Buck
- Formerly: Buck Consultants; Buck Consultants at Xerox; Conduent HR Services; Mellon HR&IS;
- Industry: Professional services
- Founded: 1916; 110 years ago
- Founder: George B. Buck Sr.
- Headquarters: New York City, United States
- Area served: Worldwide
- Products: Human resource consulting and outsourcing
- Owner: Independent (1916–97); Mellon Financial (1997–2005); ACS (2005-10); Xerox (2010-17); Conduent (2017–18); H.I.G. Capital (2018–23); Arthur J. Gallagher & Co. (2023–present);
- Number of employees: 2,300
- Website: Official website

= Buck (human resources consulting company) =

US human resource consulting firm

Buck (formerly Buck Consultants) is a global HR benefits and human resource consulting firm based in New York City. On April 3, 2023, the company was acquired by Arthur J. Gallagher & Co.

==History==
Founded as an actuarial firm in New York City in 1916 by George B. Buck Sr., in 2016 the firm had more than 1,500 employees and affiliates in nearly 200 global locations.

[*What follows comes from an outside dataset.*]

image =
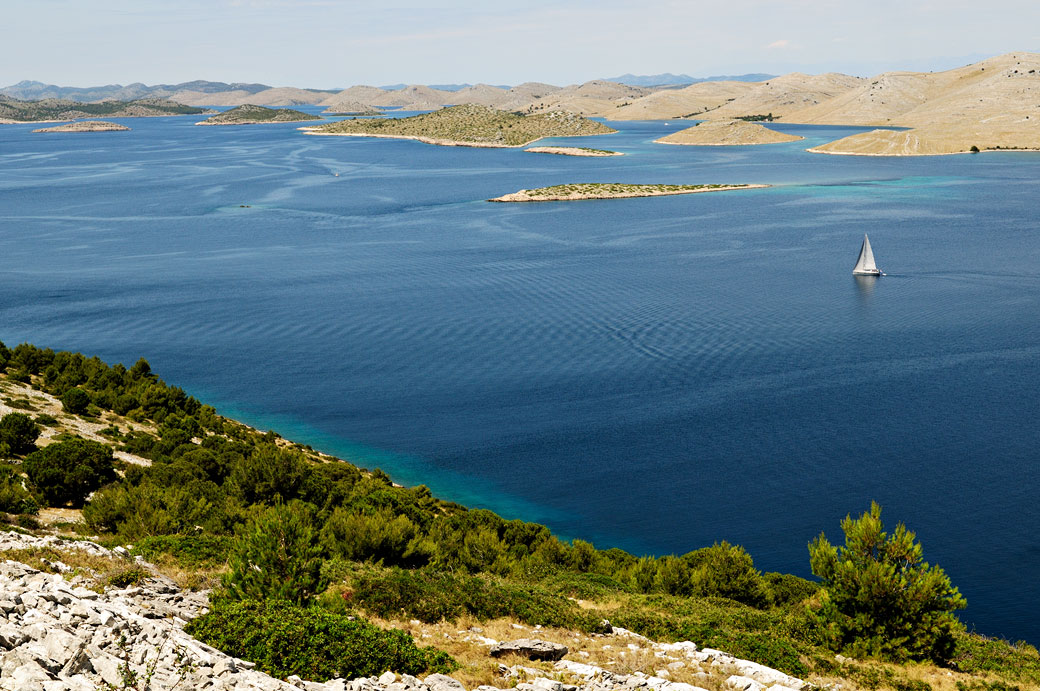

Buck Consultants remained an independent organization until 1997 when it was acquired by Mellon Financial. The Buck Consultants brand name was scrapped in late 2003 when Mellon unified various business lines under the name Mellon Human Resource & Investor Solutions (Mellon HR&IS).

Affiliated Computer Services (ACS) acquired Mellon's human resource businesses in 2005 and reintroduced the Buck Consultants brand. In 2010, Xerox acquired ACS for $6.4 billion. Buck Consultants was later rebranded as "Buck Consultants at Xerox".

At the beginning of 2017, Conduent was spun off from Xerox. Buck Consultants, which was one of the businesses spun off, was renamed Conduent HR Services.

In May 2018, Conduent announced that it would sell the Buck Consultants portion of its business to H.I.G. Capital, starting the clock on a 90-day transition period in which it hoped to complete the sale. Immediately after the close of the deal on August 13, the business became known as Buck.

Arthur J. Gallagher & Co. completed the acquisition of Buck in April 2023.